Here's what we have our eye on today:
Ford's profits for the first three months of 2012 have fallen compared to last year, the automaker reports. The Blue Oval reported a $2.3 billion pre-tax operating profit on $32.4 billion in revenue; that's a $544 million decrease in operating profit and a $700 million decrease in revenue as compared to the first quarter of 2011, according to Ford. The automaker blames the weak European economy and the slower-than-planned launch of the new global Ford Ranger, which was delayed by flooding in Thailand. Conversely, North American profits were the highest Ford has seen since the year 2000.
Daimler AG — parent company of Mercedes-Benz and Smart — posted better profits than Ford; the company had a pre-tax operating profit of $2.81 billion, according to the automaker. Daimler's revenue totaled $35.6 billion, which was up 9% from last year. Daimler attributes record sales at Mercedes-Benz for the increased profits; the carmaker sold 338,300 Mercedes-branded cars in the first three months of 2012, which is a 9% increase over last year.
In more fiscal news, Honda says it more than doubled its consolidated operating profit for the first fiscal quarter of 2012 to $1.4 billion. The result marks the first increase in Honda's profits in five fiscal quarters, according to Reuters . Honda has suffered more than its rivals Nissan and Toyota from the natural disasters in Japan and Thailand and Japan's strong yen, the newswire reports. Honda is aiming to recover U.S. market share, targeting 10% for 2012. Currently, Honda has a 9.2% U.S. market share, which is down from a 10.7% share in 2011, according to the Wall Street Journal.
Kia also reported strong profits today for the beginning of 2012. The Korean carmaker is reporting a $1.1 billion net profit, which is up 26% from last year, according to Bloomberg BusinessWeek . The carmaker attributes its strong gains to robust sales in the U.S. (up 32%), Europe (25%) and China (15%).
CNN Money reports that gasoline prices probably won't hit all-time highs this summer as was previously forecasted by industry experts.

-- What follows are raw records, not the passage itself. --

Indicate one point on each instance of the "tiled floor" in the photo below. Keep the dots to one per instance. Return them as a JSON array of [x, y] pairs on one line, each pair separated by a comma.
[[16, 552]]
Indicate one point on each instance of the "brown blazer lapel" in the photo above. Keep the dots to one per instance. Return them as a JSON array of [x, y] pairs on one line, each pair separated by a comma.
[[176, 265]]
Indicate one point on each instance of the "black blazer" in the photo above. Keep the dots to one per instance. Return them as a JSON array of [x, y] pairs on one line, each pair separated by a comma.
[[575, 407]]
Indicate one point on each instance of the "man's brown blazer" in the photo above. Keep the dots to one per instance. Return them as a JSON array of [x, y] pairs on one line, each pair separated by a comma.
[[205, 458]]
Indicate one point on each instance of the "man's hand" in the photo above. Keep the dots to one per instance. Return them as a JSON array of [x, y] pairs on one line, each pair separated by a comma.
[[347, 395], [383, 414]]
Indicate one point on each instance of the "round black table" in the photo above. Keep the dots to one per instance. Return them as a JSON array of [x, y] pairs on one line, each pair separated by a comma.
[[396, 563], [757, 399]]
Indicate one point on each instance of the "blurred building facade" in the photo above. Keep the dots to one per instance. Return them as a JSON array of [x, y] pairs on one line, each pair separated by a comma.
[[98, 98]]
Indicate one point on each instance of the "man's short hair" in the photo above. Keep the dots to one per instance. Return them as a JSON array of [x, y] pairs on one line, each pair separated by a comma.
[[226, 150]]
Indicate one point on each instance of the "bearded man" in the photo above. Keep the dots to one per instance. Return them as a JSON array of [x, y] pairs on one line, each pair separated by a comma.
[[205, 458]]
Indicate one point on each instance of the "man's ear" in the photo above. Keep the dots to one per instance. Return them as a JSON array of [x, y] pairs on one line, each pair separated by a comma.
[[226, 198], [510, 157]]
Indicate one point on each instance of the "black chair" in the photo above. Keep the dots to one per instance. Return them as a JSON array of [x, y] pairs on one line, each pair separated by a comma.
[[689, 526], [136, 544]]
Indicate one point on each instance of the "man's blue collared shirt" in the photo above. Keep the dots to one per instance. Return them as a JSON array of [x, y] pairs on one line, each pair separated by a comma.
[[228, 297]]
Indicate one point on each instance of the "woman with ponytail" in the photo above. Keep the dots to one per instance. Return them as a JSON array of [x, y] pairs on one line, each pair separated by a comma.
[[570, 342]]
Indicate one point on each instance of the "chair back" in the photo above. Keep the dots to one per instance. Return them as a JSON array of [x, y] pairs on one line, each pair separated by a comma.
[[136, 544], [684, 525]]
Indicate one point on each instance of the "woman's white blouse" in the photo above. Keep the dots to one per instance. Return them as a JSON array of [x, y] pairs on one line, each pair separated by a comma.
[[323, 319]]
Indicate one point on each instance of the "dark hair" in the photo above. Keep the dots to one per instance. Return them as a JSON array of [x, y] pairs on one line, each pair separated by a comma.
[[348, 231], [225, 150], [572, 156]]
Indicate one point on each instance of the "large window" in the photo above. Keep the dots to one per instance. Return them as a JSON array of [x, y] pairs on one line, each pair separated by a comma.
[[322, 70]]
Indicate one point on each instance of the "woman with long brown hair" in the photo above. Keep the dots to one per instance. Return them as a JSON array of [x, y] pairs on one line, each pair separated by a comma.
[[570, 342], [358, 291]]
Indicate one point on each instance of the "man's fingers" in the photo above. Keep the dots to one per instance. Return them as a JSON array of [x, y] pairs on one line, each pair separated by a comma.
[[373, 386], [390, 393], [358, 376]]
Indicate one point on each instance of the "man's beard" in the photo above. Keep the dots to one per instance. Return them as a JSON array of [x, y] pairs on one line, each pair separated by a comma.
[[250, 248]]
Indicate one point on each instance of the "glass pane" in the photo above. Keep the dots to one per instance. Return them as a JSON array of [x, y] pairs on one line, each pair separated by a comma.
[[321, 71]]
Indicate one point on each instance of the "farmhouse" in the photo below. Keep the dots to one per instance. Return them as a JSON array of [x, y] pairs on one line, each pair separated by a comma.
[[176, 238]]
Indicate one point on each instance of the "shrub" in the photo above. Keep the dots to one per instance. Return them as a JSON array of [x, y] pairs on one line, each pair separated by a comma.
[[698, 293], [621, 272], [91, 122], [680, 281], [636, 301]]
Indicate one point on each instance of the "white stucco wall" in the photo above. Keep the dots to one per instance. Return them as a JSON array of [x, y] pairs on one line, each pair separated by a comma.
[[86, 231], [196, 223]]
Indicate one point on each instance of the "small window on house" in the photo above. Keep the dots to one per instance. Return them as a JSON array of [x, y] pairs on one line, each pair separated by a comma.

Prices at the pump have slowly declined from a national average of $3.95 a gallon for regular gas at the beginning of the month to $3.83 a gallon currently, according to AAA. Further signs that prices will continue to decrease can be gleaned from trading in New York on gasoline futures, according to CNN Money. It reports a 30-cent drop in the price of a gasoline future — from $3.40 a gallon to $3.10 a gallon — from April 1 through April 25. Prices could increase sharply, says CNN Money, on account of potential refinery issues on the East Coast.